There are two quotes I hold dear when it comes to thankfulness and gratitude. The first is "In our daily lives, we must see that it is not happiness that makes us grateful but the gratefulness that makes us happy," by Albert Clarke. And the second is "Gratitude begins at home." I think the second is more of a title to a how-to article but I believe it just the same.
Gratitude and being thankful are important values of our human existence. Gratitude takes us from lamenting for things we don't have to remembering all we do have—the abundance, the blessings, the good. Gratitude encourages us to give back and help others. Thankfulness promotes kindness and good will. As the culmination of the thankful season happens this week, here are four ways to help encourage thankfulness in your family:
Share thankfulness around the table
This is one of my favorite activities. I love hearing the things my loved ones are thankful for; it's heart-warming to listen to what has touched their hearts. It might take a few days for little ones to get the hang of it but when they do, their little eyes light up when it's time to share. This activity also takes away attention from the brussel sprouts no one wants to try. It's a win-win all the way around.
Keep a family gratitude journal
If dinner time is not the right time for your group, maybe a family gratitude journal is more conducive. Make it a bedtime ritual. After bath and brushing time, while clad in jammies and snuggled under the blankets, share things for which you are all thankful and write them down. Add in the date so you can reminisce about what you were thankful for those many years ago.
Write thank you notes
I love using a hand-written note to show my gratitude for a gift received, a kind gesture or anything really. It feels so good to send (and to receive). Encouraging children to do this helps them reflect on the kindness of others and turn those reflections into words. Older children can write their own, budding writers can fill in the blanks of a formatted phrase and the littlest can add doodles or stickers to one an adult writes. Getting them involved young allows them to understand the process which will evolve as they grow.

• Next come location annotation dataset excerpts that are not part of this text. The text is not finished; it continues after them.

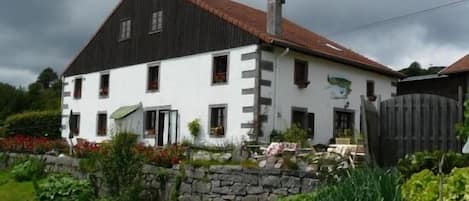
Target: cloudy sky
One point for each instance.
(37, 34)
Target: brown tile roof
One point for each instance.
(462, 65)
(294, 36)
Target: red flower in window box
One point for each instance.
(104, 91)
(220, 77)
(153, 85)
(302, 84)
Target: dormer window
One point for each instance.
(125, 29)
(77, 88)
(104, 86)
(220, 69)
(156, 23)
(301, 73)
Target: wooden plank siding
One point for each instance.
(187, 30)
(416, 122)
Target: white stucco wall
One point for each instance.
(185, 85)
(316, 97)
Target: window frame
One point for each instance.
(150, 66)
(100, 93)
(122, 29)
(98, 134)
(304, 81)
(306, 120)
(145, 128)
(225, 120)
(227, 74)
(158, 16)
(77, 124)
(371, 90)
(352, 120)
(77, 91)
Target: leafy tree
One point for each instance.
(47, 78)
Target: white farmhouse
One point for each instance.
(154, 66)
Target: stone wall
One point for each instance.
(217, 183)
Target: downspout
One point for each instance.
(275, 95)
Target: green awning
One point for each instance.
(125, 111)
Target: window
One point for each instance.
(75, 124)
(217, 120)
(104, 85)
(301, 73)
(77, 88)
(370, 90)
(125, 29)
(153, 78)
(156, 24)
(343, 122)
(304, 120)
(220, 69)
(102, 124)
(150, 123)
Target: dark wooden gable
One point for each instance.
(187, 30)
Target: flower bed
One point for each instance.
(162, 157)
(32, 145)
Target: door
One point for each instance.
(167, 127)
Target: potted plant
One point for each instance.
(218, 131)
(194, 127)
(344, 137)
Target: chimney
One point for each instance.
(274, 17)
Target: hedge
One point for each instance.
(36, 124)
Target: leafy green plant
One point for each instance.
(122, 167)
(64, 188)
(28, 170)
(360, 185)
(295, 134)
(424, 186)
(194, 127)
(36, 124)
(414, 163)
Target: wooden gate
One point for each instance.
(413, 123)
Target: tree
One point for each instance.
(47, 78)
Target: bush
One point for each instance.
(64, 188)
(32, 145)
(28, 170)
(360, 184)
(417, 162)
(295, 134)
(194, 127)
(424, 186)
(37, 124)
(121, 167)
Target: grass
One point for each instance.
(10, 190)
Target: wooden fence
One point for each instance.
(411, 123)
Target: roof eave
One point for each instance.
(338, 59)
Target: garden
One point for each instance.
(114, 170)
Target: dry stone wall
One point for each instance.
(217, 183)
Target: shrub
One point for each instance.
(414, 163)
(424, 186)
(64, 188)
(32, 145)
(194, 127)
(121, 167)
(360, 184)
(28, 170)
(295, 134)
(85, 149)
(37, 124)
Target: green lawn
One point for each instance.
(10, 190)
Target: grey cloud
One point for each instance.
(37, 34)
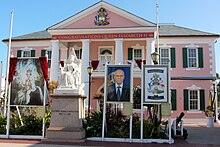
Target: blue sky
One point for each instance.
(35, 15)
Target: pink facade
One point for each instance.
(194, 79)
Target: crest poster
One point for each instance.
(156, 84)
(27, 87)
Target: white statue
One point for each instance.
(70, 73)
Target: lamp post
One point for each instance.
(155, 57)
(89, 70)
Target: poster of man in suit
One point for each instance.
(118, 83)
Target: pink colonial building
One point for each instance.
(104, 32)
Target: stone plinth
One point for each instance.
(66, 118)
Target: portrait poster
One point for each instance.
(156, 84)
(27, 86)
(118, 84)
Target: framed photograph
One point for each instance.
(155, 84)
(27, 86)
(118, 84)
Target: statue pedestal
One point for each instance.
(66, 118)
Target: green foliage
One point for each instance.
(93, 126)
(32, 125)
(117, 126)
(28, 124)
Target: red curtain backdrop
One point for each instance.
(95, 64)
(13, 63)
(139, 62)
(44, 68)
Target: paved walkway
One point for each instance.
(199, 135)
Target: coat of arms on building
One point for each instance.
(101, 18)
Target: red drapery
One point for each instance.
(13, 63)
(139, 62)
(44, 68)
(95, 64)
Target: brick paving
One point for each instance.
(199, 135)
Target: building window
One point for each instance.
(78, 53)
(192, 57)
(105, 54)
(49, 55)
(193, 100)
(26, 53)
(164, 56)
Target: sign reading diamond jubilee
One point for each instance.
(156, 84)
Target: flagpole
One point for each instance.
(8, 61)
(157, 23)
(0, 78)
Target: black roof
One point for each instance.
(168, 30)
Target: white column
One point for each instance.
(54, 60)
(150, 48)
(118, 51)
(85, 64)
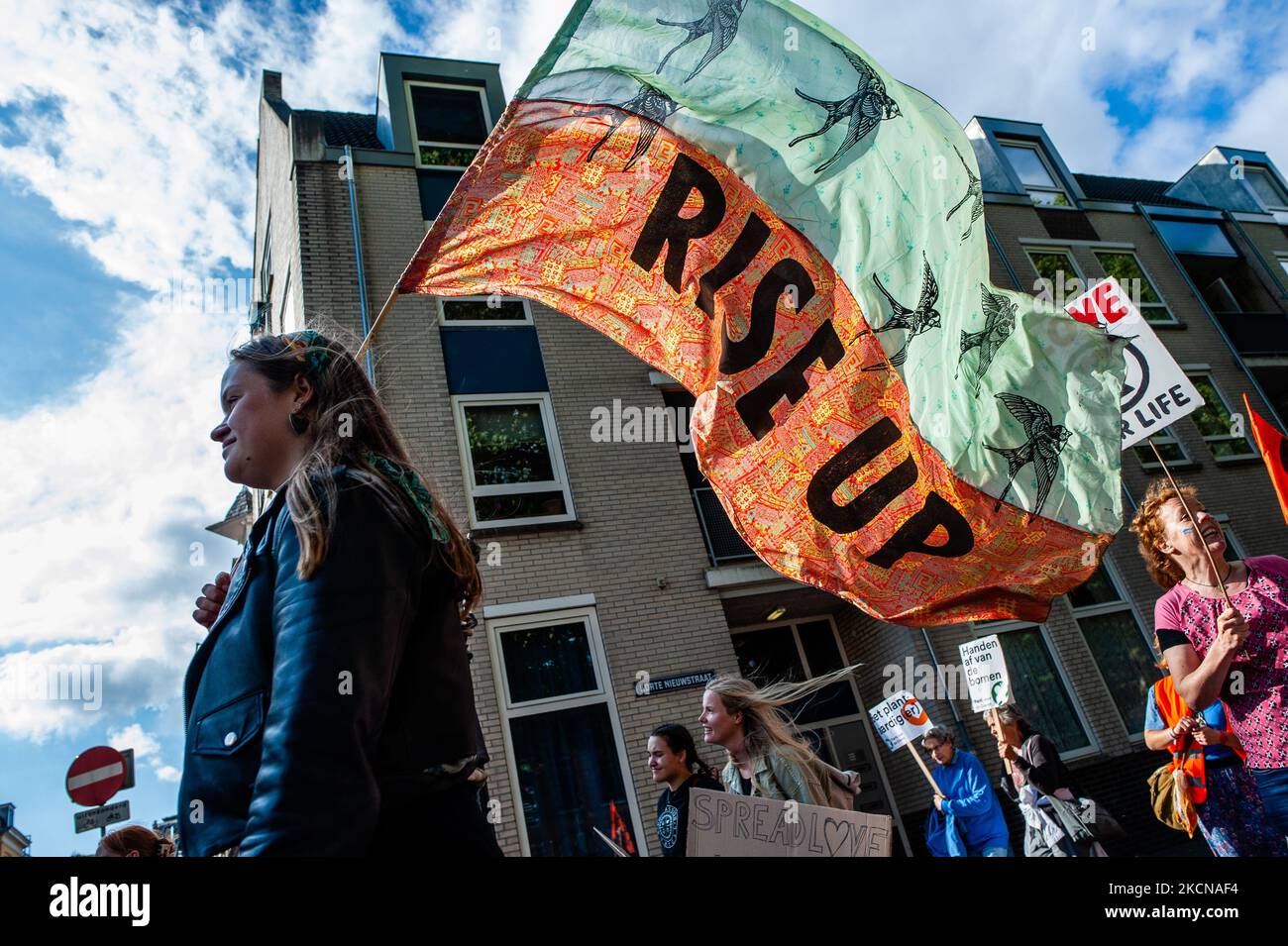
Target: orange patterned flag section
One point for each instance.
(799, 424)
(1274, 450)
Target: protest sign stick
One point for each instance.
(380, 317)
(1186, 507)
(999, 721)
(923, 770)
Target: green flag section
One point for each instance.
(745, 200)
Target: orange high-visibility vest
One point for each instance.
(1172, 708)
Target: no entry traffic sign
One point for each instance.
(95, 775)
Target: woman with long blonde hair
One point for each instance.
(330, 708)
(767, 755)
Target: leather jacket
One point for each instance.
(318, 712)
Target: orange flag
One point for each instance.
(1274, 450)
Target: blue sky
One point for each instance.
(127, 162)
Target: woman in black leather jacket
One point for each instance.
(330, 708)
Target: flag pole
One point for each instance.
(372, 332)
(1186, 507)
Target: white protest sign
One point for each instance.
(898, 719)
(987, 679)
(1155, 391)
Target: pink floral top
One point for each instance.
(1258, 703)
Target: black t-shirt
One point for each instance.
(673, 813)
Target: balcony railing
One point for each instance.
(1256, 332)
(724, 543)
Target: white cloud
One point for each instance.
(146, 749)
(138, 125)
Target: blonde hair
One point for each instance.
(349, 425)
(1147, 525)
(138, 838)
(767, 729)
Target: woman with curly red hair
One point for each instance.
(1218, 648)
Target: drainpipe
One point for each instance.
(1265, 264)
(357, 257)
(1216, 322)
(992, 239)
(957, 719)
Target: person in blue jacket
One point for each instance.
(967, 819)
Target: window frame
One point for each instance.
(408, 84)
(1274, 185)
(1153, 284)
(1125, 604)
(1194, 374)
(1001, 627)
(604, 695)
(1067, 252)
(441, 304)
(793, 623)
(1050, 168)
(1166, 437)
(460, 402)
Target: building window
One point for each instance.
(1038, 686)
(1197, 237)
(570, 771)
(1125, 266)
(1117, 643)
(513, 465)
(1057, 275)
(794, 653)
(1216, 422)
(1233, 546)
(483, 312)
(1269, 193)
(1168, 446)
(832, 719)
(1035, 172)
(450, 123)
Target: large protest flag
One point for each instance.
(745, 200)
(1274, 450)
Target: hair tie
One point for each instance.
(410, 482)
(309, 347)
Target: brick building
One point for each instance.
(609, 568)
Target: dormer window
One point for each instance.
(1035, 172)
(1265, 187)
(449, 124)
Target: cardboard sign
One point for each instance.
(1155, 391)
(900, 718)
(984, 667)
(726, 825)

Offer help to those in need
Doing for others for nothing in return is an amazing value to pass on and even young children can get in on it. Take time as a family to brainstorm ways to help others in your community from the elderly neighbor next door to the local food shelf. When children help think up the ideas, they will be all the more excited to participate. Monetary gifts and donations are great, but giving of one's time is even more meaningful.